I have a lab data analysis challenge which I think can be viewed as a kind of reliability analysis problem.
Imagine a warehouse is filled with light bulbs that were installed at some unknown times in the past. These have operated up to the present time from whenever they were installed. Now at some time $t=0$ we start recording the failure times of bulbs in the warehouse. After many of the bulbs burn out, we find the statistical distribution of the failure times $P(t)$.
This $P(t)$ obviously does not represent the actual lifetime distribution of the bulbs. It is only a proxy for it, and its mean will only be a lower bound for the actual mean lifetime.
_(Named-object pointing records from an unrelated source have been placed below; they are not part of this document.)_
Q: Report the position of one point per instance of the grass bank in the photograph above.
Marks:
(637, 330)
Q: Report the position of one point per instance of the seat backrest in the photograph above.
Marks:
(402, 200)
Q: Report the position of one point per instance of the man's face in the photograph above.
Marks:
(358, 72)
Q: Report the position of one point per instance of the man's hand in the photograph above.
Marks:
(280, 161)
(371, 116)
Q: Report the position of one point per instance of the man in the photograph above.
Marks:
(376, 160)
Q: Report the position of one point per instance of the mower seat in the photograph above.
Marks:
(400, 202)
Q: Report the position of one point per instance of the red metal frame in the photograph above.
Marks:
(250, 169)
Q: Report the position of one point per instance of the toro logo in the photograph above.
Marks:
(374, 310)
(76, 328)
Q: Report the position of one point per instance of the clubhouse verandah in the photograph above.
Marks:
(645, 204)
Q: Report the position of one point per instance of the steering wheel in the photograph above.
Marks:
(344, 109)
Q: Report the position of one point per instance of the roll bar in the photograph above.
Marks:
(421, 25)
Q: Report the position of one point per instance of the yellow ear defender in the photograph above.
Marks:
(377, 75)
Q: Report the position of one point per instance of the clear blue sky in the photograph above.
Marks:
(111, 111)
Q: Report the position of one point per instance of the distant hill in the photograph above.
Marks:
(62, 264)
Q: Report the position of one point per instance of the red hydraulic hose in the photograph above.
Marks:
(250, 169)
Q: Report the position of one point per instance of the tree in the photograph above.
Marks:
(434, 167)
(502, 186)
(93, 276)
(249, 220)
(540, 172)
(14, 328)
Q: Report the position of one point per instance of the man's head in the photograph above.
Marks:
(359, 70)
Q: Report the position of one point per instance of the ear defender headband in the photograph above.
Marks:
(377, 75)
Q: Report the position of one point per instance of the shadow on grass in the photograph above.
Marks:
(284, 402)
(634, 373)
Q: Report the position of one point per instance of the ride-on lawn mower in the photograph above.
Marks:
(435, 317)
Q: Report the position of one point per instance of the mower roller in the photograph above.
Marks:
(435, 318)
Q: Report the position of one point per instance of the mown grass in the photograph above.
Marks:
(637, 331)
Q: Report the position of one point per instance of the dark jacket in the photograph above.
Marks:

But assuming that the installation times of the bulbs are randomized, is it possible to infer the actual lifetime distribution $Q(t)$ of the bulbs?
Relating to this I wonder (1) is there a relationship between $P(t)$ and $Q(t)$, and (2) is this a common problem in reliability analysis? Any key words I might search to find references on this topic would be helpful.
Some thoughts: If the distribution of installation times (i.e., the length of time in the past from $t=0$ when each bulb was installed) is $U(\tau)$, while the censored lifetimes $t$ we measure are distributed as $P(t)$, we should have $t' = t- \tau $ as the real lifetimes distributed as $Q(t')$. Therefore if the installation times are independent of the lifetimes, we have that the distribution $Q(t')$ is the distribution of the difference of $t$ and $\tau$: $$ Q(t') = \int_0^\infty \int_0^\infty U(\tau)P(t)\delta(t'-[t-\tau])d\tau dt. $$ But what is $U$ ? And shouldn't it be related to $Q(t)$?